Ela destaca que no Chile, onde a capitalização foi implantada em 1983, só quem se acidenta no trabalho pode ter algum apoio financeiro, que vem da empresa contratante. Mas esse direito precisa estar especificado em lei.

Separação. Para o advogado previdenciário Rodolpho Eustáquio Rodrigues, justamente por excluir outros tipos de benefícios que não sejam por tempo de contribuição e por idade, a capitalização é inviável no Brasil. Ele acha que a melhor saída seria separar benefícios previdenciários dos acidentários e assistenciais. “Se analisarmos os dados puramente das aposentadorias, (veremos que) o sistema não é deficitário”, defende.

Rentabilidade. Outro ponto de discórdia é o risco que a capitalização envolve. O recurso do trabalhador é administrado por empresas privadas que, caso invistam errado, dividirão o prejuízo com os beneficiários.

“Se quiser garantir vantagem, precisa pagar por ela”

No regime de capitalização, o recebimento de benefícios como licença-maternidade, auxílio-doença e por acidente pode acontecer apenas se o beneficiário pagar um seguro. É como se estivesse pagando por esse risco. Mas, para que isso seja possível, é necessário que o governo inclua essa regra no texto da reforma previdenciária. Nesse caso, o segurado teria que pagar mais caro ou abrir mão de uma parcela do valor que receberia no futuro, já aposentado.

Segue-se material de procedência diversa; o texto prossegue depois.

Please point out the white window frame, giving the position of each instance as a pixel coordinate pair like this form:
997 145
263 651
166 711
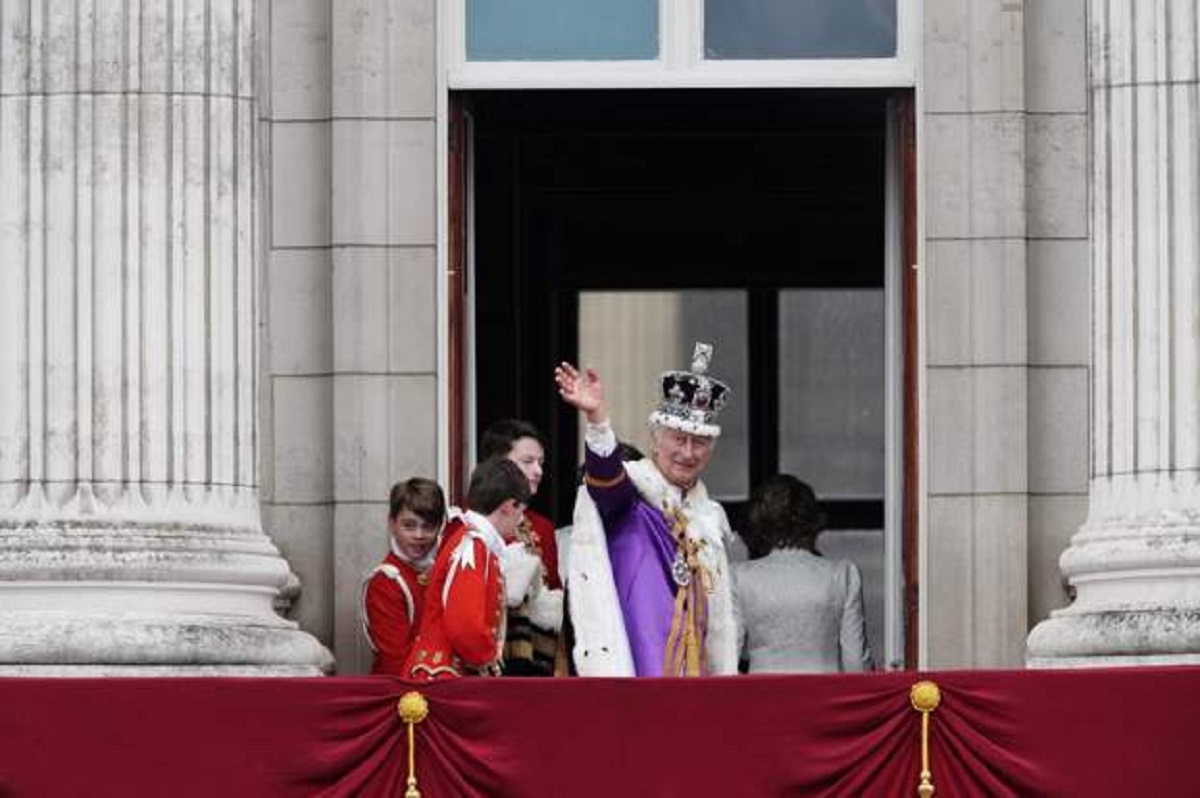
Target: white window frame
681 63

Segundo o sócio da corretora de seguros Segasp Ricardo Tarantello, isso ocorre porque não é viável para o mercado assumir esse custo. E a capitalização é gerenciada por empresas privadas. “Nesse sistema, não dá para imaginar que outros vão pagar por você. Se quiser garantir qualquer vantagem, precisa pagar por ela”, explica.

Enquanto a reforma da Previdência não sai do papel, o governo tenta reduzir o déficit com uma verdadeira caçada aos benefícios indevidos. Segundo o Ministério da Cidadania, alguns benefícios que seriam revisados pelo governo anterior devem entrar nessa nova lista. No país, são 8.779 auxílios-doença e 27.998 aposentadorias por invalidez, somando 36.777 pessoas. Em Minas Gerais, são 564 auxílios-doença e 2.842 aposentadorias por invalidez, 3.406 no total.

Déficit elevado força urgência da revisão

Em dez anos, o déficit do Regime Geral de Previdência Social quadruplicou no país, passando de R$ 44,9 bilhões para R$ 182,4 bilhões, de 2007 a 2017, segundo a Secretaria de Previdência.

Esse aumento da despesa em proporção muito superior à alta da receita é a principal justificativa usada pelo governo para defender a necessidade de mudanças nas regras de aposentadoria. O discurso tem força entre especialistas, que defendem que haja uma revisão o quanto antes. “A expectativa de vida aumentou. Se as pessoas vivem mais, elas precisam trabalhar mais tempo para essa conta fechar”, defende o diretor de economia da Associação Nacional dos Executivos de Finanças, Administração e Contabilidade (Anefac), Andrew Storfer.

Ele acredita, no entanto, que seja necessário focar. “O governo não pode penalizar quem ganha salário mínimo. Tem que buscar os benefícios mais altos, como os dos servidores da União”, disse.